There is only this one story recorded in the gospels about the years between Jesus’ birth and his arrival on the banks of the river Jordan at age 30. Jesus’ at age twelve, has come to Jerusalem with his family to celebrate Passover. It’s a chaotic holiday. Jesus and his parents are separated, as probably hundreds and hundreds of families were. When his parents finally realized he’s not with their relatives on the journey home, well, you know the rest of Luke’s story.
When we became parents, any of us who have become parents, from the first moment of the arrival of the new little person in our lives, every cell, every fiber of our being is marshaled to protect their lives from danger. Even so, children still get hurt. They get enticed. They get sick. They wander off. Once, at a shopping mall, Warren and I each thought the other had control of 4 year old Joseph. When we each discovered that he was missing, a brief, intense search ensued. It could have turned out tragically. In fact, he had wandered into a Radio Shack, enticed then as he still is by all manner of electronic bells and whistles. He probably doesn’t remember the incident. Warren and I can replay every second of it.

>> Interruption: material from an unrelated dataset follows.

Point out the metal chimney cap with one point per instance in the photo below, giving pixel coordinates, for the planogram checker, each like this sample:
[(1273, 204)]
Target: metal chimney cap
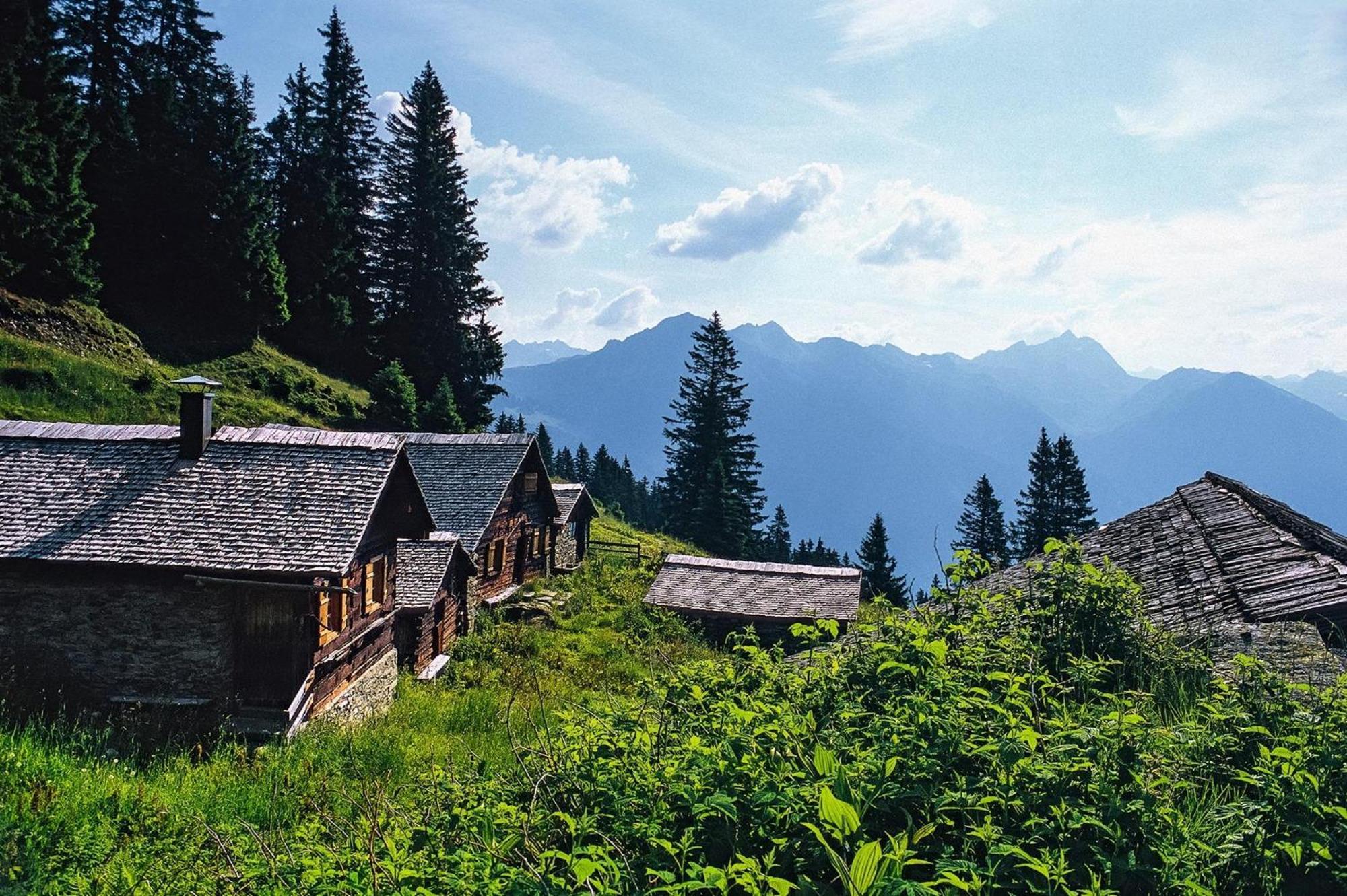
[(196, 380)]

I was a child who chafed at every parental restriction imposed upon me. I remember loving this story as a child, not because it demonstrated how wise Jesus was as he sat in the temple asking questions but because it showed how savvy Jesus was for getting out from under his parents’ watchful eye for three days! Jesus, the patron saint of every defiant child! But the Gospel writer Luke probably didn’t intend this story to reinforce the wanderlust of wayward children. Rather, the story is here to tell us that Jesus was ordained from conception to be the Messiah, that even before he was bar mitzvah’d (which is why it was important to include his age as twelve), Jesus was asking questions of the temple teachers, that it was amazing what he already knew at such a tender age, that he wanted his parents to understand that, of course, he would be in God’s house, that he was obedient to them, in honor of the commandment concerning parents, that he grew in wisdom, as he grew in years, until the day his public ministry began.
But I think of the twelve year old Jesus who gave his parents the fright of their life as a precocious little peanut whose parents walked that tightrope between protecting their brilliant and fiercely independent child and nurturing and nourishing that divine calling that grew in him day by day.

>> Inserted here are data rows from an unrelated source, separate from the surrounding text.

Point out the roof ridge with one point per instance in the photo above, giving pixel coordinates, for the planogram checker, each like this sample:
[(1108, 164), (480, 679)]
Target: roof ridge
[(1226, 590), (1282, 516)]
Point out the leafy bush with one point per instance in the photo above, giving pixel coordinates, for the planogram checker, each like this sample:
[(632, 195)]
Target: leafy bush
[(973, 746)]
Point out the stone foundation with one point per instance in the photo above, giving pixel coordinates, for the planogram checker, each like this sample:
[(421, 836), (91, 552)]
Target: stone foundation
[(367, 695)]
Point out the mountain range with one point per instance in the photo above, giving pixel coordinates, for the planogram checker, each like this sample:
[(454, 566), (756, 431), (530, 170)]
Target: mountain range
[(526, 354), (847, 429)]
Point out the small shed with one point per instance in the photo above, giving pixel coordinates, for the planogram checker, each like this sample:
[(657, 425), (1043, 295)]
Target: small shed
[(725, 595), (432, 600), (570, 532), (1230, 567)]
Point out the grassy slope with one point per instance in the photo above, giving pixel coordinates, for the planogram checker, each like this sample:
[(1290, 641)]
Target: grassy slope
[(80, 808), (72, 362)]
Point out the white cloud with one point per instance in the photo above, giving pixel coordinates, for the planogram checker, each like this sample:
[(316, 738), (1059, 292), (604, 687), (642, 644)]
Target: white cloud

Evil is a mysterious thing, mysterious and terrible and everywhere. The world is a dangerous place for children, from neglect to war to hunger to disease, it can easily feel to even the most enlightened of parents that we need to keep our children home and protected until we are confident they will make good decisions themselves. Of course, that didn’t work for Jesus and it probably wouldn’t work for our congregation’s children. And what parent would say that the choices Jesus made as an adult were the ones that would keep him safe. They weren’t. He made dangerous decisions when he was an adult. And if he hadn’t made them, if he had chosen to protect himself from the powers and principalities aligned against him, how would we know that God hates oppression? How would we know that God is with us in every battle against injustice? How would we know that we are never alone?
God bless the precocious little peanuts of this world. God bless them every one. Amen.